Focus on the most common and most important path a website visitor takes through your sales cycle. Those elements should stand out and any other element should be secondary. Not distracting, but there if someone really wants it.
A common example if a newsletter signup on a homepage. Some people may want to do that, but most want to learn more about your software.
You can have the newsletter signup, but make it small, secondary and only there for those looking for it.
6. “Just Right” Amount Of Text
You know the story of Goldilocks and the Three Bears?
The one about the porridge that was too hot and then too cold and then finally just right.
That’s the rule for text on your website.
This comes from testing. Asking people. Following how they use your site.
It’s common for people to lose interest if a site has too much text.
But if you feel you need that text it could mean that you need to break it up more.
More headings. More graphics. More photos.
Think about what you prefer reading.
A research paper with very few paragraphs.
Or an article in a nice magazine?
Break up your content. Limit the content by watching for repetition, industry jargon, vagueness, etc.
7. Follow The Sales Cycle
Every business has a sales cycle.
It’s so important for your software business that you understand yours.
Your website is really just another salesperson on your team. Except they’re not working in person with a potential customer. They’re online. They can’t really talk to the person (although live chat is becoming a crucial element).
When you map out your website, starting with your homepage, you want to follow your sales cycle.
Let your website take the person through the cycle. From the introduction of what you offer to answering common questions to showing proof to getting to know a little bit about each other all the way through to closing the deal.
If you don’t follow your sales cycle you’ll confuse visitors. Their questions won’t get answered. They probably won’t convert.
Speaking of proof. This is proof that what you’re selling works.

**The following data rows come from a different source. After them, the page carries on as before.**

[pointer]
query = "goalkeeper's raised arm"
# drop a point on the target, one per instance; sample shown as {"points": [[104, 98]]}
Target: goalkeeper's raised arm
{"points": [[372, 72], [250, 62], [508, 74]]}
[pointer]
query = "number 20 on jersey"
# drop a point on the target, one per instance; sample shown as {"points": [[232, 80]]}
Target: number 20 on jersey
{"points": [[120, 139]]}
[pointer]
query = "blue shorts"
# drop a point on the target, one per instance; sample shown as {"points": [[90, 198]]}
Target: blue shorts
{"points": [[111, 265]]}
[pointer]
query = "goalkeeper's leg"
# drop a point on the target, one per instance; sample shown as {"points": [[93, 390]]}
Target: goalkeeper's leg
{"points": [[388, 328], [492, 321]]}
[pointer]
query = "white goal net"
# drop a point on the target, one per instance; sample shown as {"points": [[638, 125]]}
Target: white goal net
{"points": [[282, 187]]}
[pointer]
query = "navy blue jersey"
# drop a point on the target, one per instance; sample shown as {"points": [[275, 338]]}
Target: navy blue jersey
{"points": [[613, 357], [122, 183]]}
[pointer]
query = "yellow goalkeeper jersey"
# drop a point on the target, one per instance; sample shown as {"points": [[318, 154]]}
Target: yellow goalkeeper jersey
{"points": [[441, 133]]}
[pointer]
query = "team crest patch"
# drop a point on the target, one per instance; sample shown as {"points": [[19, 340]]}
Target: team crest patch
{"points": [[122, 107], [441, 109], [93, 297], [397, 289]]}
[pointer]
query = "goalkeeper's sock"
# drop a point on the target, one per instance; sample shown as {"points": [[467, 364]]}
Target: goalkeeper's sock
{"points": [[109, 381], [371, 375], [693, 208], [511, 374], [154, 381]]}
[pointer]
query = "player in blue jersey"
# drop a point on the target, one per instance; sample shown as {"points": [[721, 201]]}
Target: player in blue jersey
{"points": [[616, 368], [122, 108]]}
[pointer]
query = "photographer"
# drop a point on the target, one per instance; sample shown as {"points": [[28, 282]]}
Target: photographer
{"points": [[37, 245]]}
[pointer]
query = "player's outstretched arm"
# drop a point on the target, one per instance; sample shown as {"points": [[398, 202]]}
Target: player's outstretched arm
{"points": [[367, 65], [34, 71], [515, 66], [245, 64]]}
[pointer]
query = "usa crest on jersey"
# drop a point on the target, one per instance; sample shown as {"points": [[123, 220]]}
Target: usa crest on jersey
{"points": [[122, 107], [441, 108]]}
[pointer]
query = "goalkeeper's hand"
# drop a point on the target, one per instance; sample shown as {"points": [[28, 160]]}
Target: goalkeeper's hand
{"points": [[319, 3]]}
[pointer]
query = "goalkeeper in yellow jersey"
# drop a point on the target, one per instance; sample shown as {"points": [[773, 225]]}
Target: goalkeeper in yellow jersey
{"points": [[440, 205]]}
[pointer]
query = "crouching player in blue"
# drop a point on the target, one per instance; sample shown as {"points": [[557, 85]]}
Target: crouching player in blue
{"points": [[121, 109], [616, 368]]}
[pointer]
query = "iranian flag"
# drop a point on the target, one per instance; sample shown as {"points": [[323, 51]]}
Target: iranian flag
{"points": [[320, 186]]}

Amazon does this to perfection. They have got to have one of the biggest collections of customer reviews ever assembled. And that’s what most of their customers are concerned with.
Even if some of those reviews are fake people still pay attention. The more reviews the less chance of error. And people learn so much about a product by reading what others say about it.
People want to see that your software will work. They’ll take your word for it…to a point. They want to see proof.
9. Answer Questions
Speaking of answering questions I wanted to bring that out into its own point.
If you’ve sold your software directly to customers think back to the questions they’ve asked throughout the process.
If you get the same question from multiple prospects then it’s a prime indicator that the answer should be on the website.
If multiple people ask a question you can bet that people visiting your site will be asking it in their head. If your website provides the answer then the person will move to the next question or the next stage of the process.
That’s why I believe in adding a price or at least a price range on a business website. It’s usually one of the most commonly asked questions in the sales cycle.
Finally, let’s end with activity.
Some sign that your company is current and active. That you’re alive.
You never want a person visiting your site to wonder if what they’re seeing is current. Or if your company is still active.
There are little things like the copyright and year in the footer. Every once in awhile you’ll see a site with a copyright year from 2 or more years ago.
That makes people think, “If they haven’t updated their website in two years how often to they update their software?”
Another way to keep a website active is a with a regular schedule of blog posts. That helps in other ways too…
That was pretty extensive, but hopefully you could kind of scan through it and pick up a few tips.
Your website can be so great for helping grow your software company. You can sell in person and make partnerships and things like that. But a great website can take things to new levels.
Use the tips above to help guide the design and structure of your website.
And remember that a website is never done. There is always room for improvement.